The following is taken from a little-known book, Hymn of the Universe, by Teilhard de Chardin. Teilhard was a French Jesuit mystic, scientist and poet. He had a deep faith in God and a profound interpretation of spirituality which reconciled evolution, consciousness and the divine. The Church officially condemned his writings and ordered him not to publish his ideas. Consequently, he lived a rather quiet life in China doing anthropological work and privately accumulating a great amount of writings which were to be published post-humously. He is most well known for popularizing the term "noosphere," and "The Law of Complexity/Consciousness."
For Teilhard, matter was divine. It was the clay from which God would shape creation over great spans of time. Evolution was doubly divine, for it was Spirit-in-process, working to awaken to itself. Humanity held a special place in Teilhard's cosmology, because we represented the axis of evolution itself. Evolution was a work-in-process, and progress, so it didn't stop with human kind. The next great emergence, of which we were playing a part in creating, was a "noosphere," an emergent "Mind" which included not just a thinking layer, but a Spiritual layer of the Earth.
Matter groped for Mind, Mind groped to awaken Spirit within itself. The Soul of the Earth was thus in the midst of being born. But first, we had to evolve beyond our petty differences and realize these vast, emergent processes at work in evolution. We had to realize what was being born through us, from us. Something greater than individualism, "Omega." The pinnacle of becoming.
Teilhard saw Christ as the living symbol of what was yet-to-come. A human being who was both flesh and divine. Something great was yet to come, and we were through our unconscious efforts giving birth to that new age, and new humanity.

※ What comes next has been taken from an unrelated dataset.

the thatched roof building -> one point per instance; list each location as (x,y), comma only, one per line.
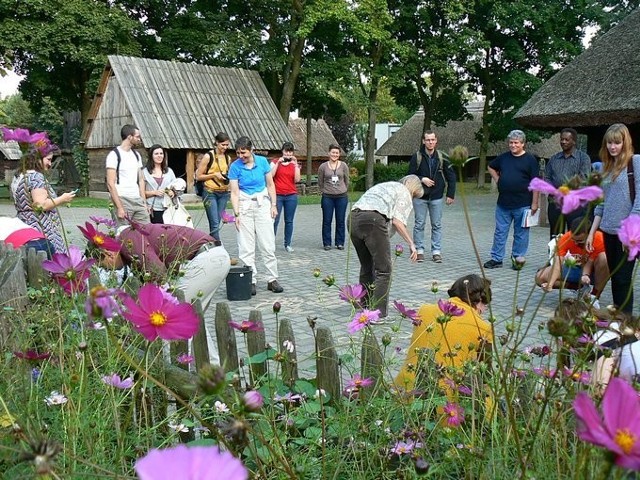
(180,106)
(406,141)
(321,138)
(597,88)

Reading his most famous work, The Phenomenon of Man, one gets a sense that telling the story of evolution through this new lens was a sacred act for him. He had a mystical vision that united and reinvented Christianity for an age of science and evolution. Perhaps future generations will value his work as a formative text in a new planetary age.
"Blessed be you, universal matter, immeasurable time, boundless ether, triple abyss of stars and atoms and generations: you who by overflowing and dissolving our narrow standards or measurement reveal to us the dimensions of God. Blessed be you, impenetrable matter: you who, interposed between our minds and the world of essences, cause us to languish with the desire to pierce through the seamless veil of phenomena.
Blessed be you, mortal matter: you who one day will undergo the process of dissolution within us and will thereby take us forcibly into the very heart that which exists.
Without you, without your onslaughts, without your uprootings of us, we should remain all our lives inert, stagnant, puerile, ignorant both of ourselves and of God. You who batter us and then dress our wounds, you who resist us and yield to us, you who wreck and build, you who shackle and liberate, the sap of our souls, the hand of God, the flesh of Christ: it is you, matter, that I bless.
I bless you, matter, and you I acclaim: not as the pontiffs of science or the moralizing preachers depict you, debased, disfigured–a mass of brute forces and base appetites–but as you reveal yourself to me today, in your totality and your true nature.
I acclaim you as the divine milieu, charged with creative power, as the ocean stirred by the Spirit, as the clay molded and infused with life by the incarnate Word."